Working on an RShiny app and am currently having trouble with dplyr's group_by() function. I have two defined functions:
gather_info: finds the category with the highest/lowest mean valuepaste_info: callsgather_infoand returns the corresponding category and value
The purpose is to return a string that - given a data frame and categorical variable - states the highest- and lowest-performing category and value of said category.
Calling gather_info with the appropriate arguments works as expected. However, paste_info consistently returns:
Error in `group_by()`:
! Must group by variables found in `.data`.
✖ Column `grp.col` is not found.
Here's a reproducible example, where the desired output of paste_info is "Given your data, your best performing group is Cat1 scoring 90% and your worst performing group is Cat2 scoring 20%.":
gather_info <- function(df, grp.col, maxm) {
df |>
mutate_if(
.predicate = function(x) is.character(x),
.funs = function(x) str_to_title(x)
) |>
group_by({{ grp.col }}) |>
summarize(percentage = round(mean(value, na.rm=TRUE) * 100, 2)) |>
arrange(desc(percentage)) %>% # c'est un pipe
{if (maxm) head(., 1) else tail(., 1)}
}
paste_info <- function(df, grp.col) {
high_df <- gather_info(df, grp.col, maxm=TRUE)
low_df <- gather_info(df, grp.col, maxm=FALSE)

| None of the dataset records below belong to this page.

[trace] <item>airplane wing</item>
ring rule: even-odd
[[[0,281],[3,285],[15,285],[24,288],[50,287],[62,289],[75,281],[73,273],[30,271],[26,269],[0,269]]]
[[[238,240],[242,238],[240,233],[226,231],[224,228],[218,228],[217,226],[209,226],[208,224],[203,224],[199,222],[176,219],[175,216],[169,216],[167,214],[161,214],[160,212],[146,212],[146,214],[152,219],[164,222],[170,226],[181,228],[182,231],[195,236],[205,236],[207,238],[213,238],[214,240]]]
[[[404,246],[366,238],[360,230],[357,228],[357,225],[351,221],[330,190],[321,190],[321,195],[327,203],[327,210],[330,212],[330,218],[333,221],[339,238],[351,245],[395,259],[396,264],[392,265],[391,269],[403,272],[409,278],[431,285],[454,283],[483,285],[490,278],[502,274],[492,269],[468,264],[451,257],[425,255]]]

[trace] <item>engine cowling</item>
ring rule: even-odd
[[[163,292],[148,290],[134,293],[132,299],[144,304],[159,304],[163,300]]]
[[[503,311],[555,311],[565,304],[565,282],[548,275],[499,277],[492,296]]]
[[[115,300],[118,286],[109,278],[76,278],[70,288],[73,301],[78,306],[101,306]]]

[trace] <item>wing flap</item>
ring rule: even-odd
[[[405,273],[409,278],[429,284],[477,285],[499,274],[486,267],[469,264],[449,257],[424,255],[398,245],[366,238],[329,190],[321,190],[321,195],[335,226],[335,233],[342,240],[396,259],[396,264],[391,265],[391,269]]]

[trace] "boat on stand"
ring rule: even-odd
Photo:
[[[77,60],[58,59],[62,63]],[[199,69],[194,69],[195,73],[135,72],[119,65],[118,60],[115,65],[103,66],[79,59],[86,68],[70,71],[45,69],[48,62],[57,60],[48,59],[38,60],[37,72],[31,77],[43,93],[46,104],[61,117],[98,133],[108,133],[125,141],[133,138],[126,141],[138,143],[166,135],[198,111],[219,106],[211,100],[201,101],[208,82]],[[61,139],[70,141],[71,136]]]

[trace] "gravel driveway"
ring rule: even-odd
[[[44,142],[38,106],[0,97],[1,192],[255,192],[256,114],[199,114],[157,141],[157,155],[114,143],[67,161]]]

paste0("Given your data, your best performing group is ",
high_df |> pull(grp.col), " scoring ", high_df$percentage, "%",
" and your worst performing group is ",
low_df |> pull(grp.col), " scoring ", low_df$percentage, "%.")
}
df <- data.frame(
category=c('cat1', 'cat1', 'cat2', 'cat2', 'cat2', 'cat3', 'cat3'),
value=c(1,0.8,0.2,0.3,0.1,0.5,0.5)
)
# returns category, value with highest mean value
gather_info(df, category, maxm=TRUE)
# returns category, value with lowest mean value
gather_info(df, category, maxm=FALSE)
# does not work
paste_info(df, category)
Any help is much appreciated. Thank you!
CodePudding user response:
The issue is that inside paste_info you have to use {{ to pass the grouping column grp.col to gather_info as well as when you call pull. This is for the same reason why you have to use {{ in group_by inside gather_info
In some sense {{ translates e.g. gather_info(df, {{ grp.col }}, maxm = TRUE) to gather_info(df, category, maxm = TRUE), i.e. you pass category to gather_info. Without {{ the column name stored in grp.col will not be "injected" into the expression or function call. Hence, gather_info will take grp.col as is and interprets it as the name of the grouping column. But as there I no column with name grp.col in your data you get an error.
For more info on why {{ is needed see What is data-masking and why do I need {{?.
library(dplyr)
paste_info <- function(df, grp.col) {
high_df <- gather_info(df, {{ grp.col }}, maxm = TRUE)
low_df <- gather_info(df, {{ grp.col }}, maxm = FALSE)
paste0(
"Given your data, your best performing group is ",
high_df |> pull({{ grp.col }}), " scoring ", high_df$percentage, "%",
" and your worst performing group is ",
low_df |> pull({{ grp.col }}), " scoring ", low_df$percentage, "%."
)
}
paste_info(df, category)
#> [1] "Given your data, your best performing group is Cat1 scoring 90% and your worst performing group is Cat2 scoring 20%."